We delete accounts after a period of time after they are disabled, and for a long time we were using the WhenChanged field. We found that WhenChanged changes when users are removed from groups, so we wanted to try to use the object meta data since the userAccountControl attribute isn't likely to change as much as the WhenChanged field. I created a small function to help me connect to the domain controller and retrieve the attribute metadata but the function isn't returning any data.
Function GetUACReplicationDate {
param ($Server, $DN)
$DCcontext = New-Object System.DirectoryServices.ActiveDirectory.DirectoryContext('DirectoryServer', $Server)
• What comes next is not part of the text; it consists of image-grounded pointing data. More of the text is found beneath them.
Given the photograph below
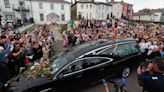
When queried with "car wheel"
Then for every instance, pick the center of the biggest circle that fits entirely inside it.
(126, 72)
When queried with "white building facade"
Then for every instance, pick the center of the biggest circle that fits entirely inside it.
(89, 9)
(42, 11)
(117, 10)
(154, 17)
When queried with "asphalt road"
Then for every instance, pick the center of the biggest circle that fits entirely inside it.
(131, 85)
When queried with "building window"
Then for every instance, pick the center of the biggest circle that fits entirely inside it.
(41, 17)
(63, 17)
(22, 3)
(40, 6)
(82, 6)
(52, 6)
(90, 15)
(62, 7)
(102, 15)
(9, 17)
(87, 15)
(7, 3)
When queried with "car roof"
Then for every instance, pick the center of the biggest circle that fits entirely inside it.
(79, 50)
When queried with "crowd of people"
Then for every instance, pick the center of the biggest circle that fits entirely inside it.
(19, 50)
(149, 36)
(151, 44)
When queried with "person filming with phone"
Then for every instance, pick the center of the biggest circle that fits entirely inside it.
(151, 78)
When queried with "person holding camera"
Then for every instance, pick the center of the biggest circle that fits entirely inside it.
(152, 78)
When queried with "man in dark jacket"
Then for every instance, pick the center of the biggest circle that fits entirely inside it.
(152, 79)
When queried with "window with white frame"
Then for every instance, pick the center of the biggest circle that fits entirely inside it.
(51, 6)
(7, 3)
(63, 17)
(62, 6)
(90, 5)
(82, 6)
(90, 15)
(41, 17)
(40, 6)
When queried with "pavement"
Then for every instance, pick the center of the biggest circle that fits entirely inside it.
(131, 81)
(131, 85)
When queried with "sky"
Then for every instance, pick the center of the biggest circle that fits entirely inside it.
(141, 4)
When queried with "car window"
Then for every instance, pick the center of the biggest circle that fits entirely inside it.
(107, 51)
(83, 64)
(92, 62)
(126, 49)
(73, 67)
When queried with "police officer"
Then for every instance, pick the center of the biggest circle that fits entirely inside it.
(152, 78)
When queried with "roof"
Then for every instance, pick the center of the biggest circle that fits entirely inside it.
(97, 3)
(151, 10)
(55, 1)
(115, 2)
(139, 14)
(79, 50)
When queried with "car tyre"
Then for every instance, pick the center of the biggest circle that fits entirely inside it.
(126, 72)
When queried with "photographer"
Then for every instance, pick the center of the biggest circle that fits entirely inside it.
(152, 78)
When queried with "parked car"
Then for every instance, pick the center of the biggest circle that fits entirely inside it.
(84, 65)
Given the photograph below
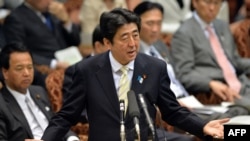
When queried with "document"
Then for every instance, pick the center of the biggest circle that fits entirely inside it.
(198, 107)
(70, 55)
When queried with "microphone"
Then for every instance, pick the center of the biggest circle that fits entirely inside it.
(152, 101)
(133, 110)
(122, 128)
(148, 118)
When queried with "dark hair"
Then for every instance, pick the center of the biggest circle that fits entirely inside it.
(146, 6)
(97, 35)
(111, 21)
(8, 50)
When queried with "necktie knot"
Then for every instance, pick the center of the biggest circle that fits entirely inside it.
(124, 70)
(48, 21)
(124, 85)
(152, 52)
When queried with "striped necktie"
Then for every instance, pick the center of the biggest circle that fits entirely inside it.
(124, 85)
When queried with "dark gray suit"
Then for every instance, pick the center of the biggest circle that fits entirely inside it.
(195, 62)
(13, 124)
(93, 87)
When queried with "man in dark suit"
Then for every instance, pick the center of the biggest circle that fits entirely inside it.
(196, 63)
(44, 27)
(150, 44)
(96, 86)
(18, 121)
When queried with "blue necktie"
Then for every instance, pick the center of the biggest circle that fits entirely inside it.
(48, 21)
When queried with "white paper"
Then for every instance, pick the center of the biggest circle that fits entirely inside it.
(70, 55)
(192, 102)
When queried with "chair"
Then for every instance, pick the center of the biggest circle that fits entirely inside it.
(54, 83)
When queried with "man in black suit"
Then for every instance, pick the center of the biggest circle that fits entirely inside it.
(95, 87)
(17, 121)
(44, 27)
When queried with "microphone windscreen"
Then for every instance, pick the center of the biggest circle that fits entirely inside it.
(133, 109)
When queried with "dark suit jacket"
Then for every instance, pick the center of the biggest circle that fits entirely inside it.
(93, 87)
(195, 62)
(23, 25)
(13, 124)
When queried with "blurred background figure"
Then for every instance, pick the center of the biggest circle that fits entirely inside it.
(241, 32)
(44, 27)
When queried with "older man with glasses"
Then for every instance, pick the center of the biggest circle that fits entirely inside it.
(205, 56)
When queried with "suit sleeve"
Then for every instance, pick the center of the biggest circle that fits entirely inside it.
(172, 112)
(3, 127)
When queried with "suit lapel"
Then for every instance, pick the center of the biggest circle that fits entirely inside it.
(16, 111)
(104, 76)
(37, 98)
(201, 38)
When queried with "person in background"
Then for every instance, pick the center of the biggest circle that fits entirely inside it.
(44, 27)
(27, 111)
(96, 87)
(205, 57)
(151, 17)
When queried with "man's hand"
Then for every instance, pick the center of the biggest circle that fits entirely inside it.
(223, 91)
(215, 128)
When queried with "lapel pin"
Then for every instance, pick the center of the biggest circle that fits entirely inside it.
(38, 96)
(47, 108)
(141, 78)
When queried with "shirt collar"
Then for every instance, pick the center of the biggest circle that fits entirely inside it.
(116, 66)
(17, 95)
(202, 23)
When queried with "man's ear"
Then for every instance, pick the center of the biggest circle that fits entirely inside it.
(106, 42)
(4, 72)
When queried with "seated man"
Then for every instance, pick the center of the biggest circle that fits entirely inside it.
(150, 44)
(27, 111)
(44, 27)
(205, 56)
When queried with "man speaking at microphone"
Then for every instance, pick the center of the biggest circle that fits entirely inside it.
(101, 81)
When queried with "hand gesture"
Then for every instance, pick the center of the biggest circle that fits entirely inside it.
(215, 128)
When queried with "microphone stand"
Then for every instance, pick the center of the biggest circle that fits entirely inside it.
(148, 118)
(122, 128)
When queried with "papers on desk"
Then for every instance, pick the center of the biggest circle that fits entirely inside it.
(70, 55)
(198, 107)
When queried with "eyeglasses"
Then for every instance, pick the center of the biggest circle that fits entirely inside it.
(215, 2)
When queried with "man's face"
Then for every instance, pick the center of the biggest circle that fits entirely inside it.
(20, 74)
(151, 22)
(207, 9)
(40, 5)
(125, 44)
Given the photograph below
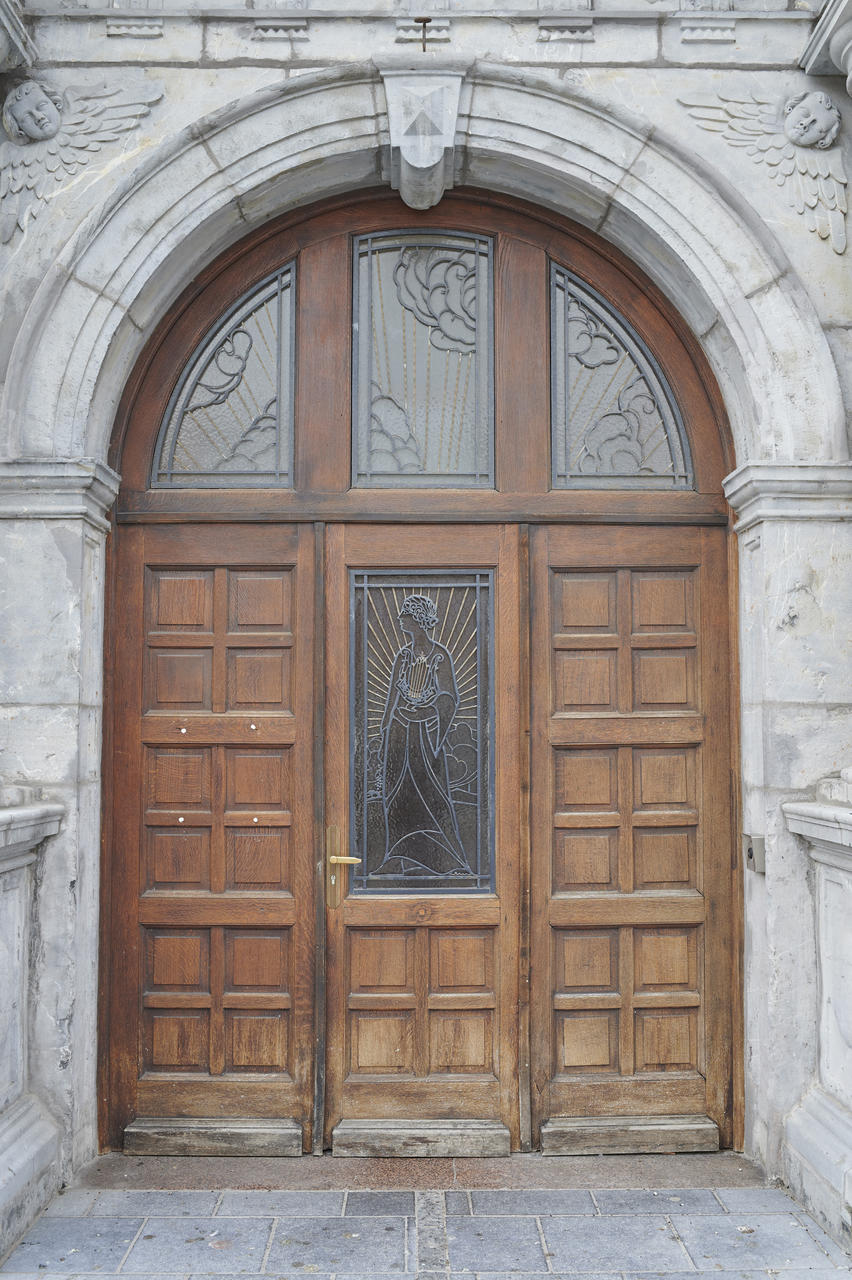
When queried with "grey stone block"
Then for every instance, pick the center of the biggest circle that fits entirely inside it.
(761, 1240)
(600, 1244)
(365, 1244)
(494, 1243)
(215, 1244)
$DC = [System.DirectoryServices.ActiveDirectory.DomainController]::GetDomainController($DCcontext)
$UserRepData = $DC.getreplicationMetaData($DN)
$DateToReturn = $UserRepData.UserAccountControl.LastOriginatingChangeTime
Return ,$DateToReturn
}$DateToReturn never gets assigned a value. If I put a stop in at the return statement and try the following at the debug prompt I still get nothing:
$UserRepData.UserAccountControl.LastOriginatingChangeTime
If I remove the .LastOriginatingChangeTime portion it still doesn't work. At that point if I delete the last letter fromUserAccountControl and then hit tab and enter, I get the values I expect. I can then tab through to LastOrginatingChangeTime and it will return the value. Of course this is no use to my script which never works... I have tried braking it out in different ways, but have not found any method that works. Anyone know how to work around this or do I have a typo I just can't see?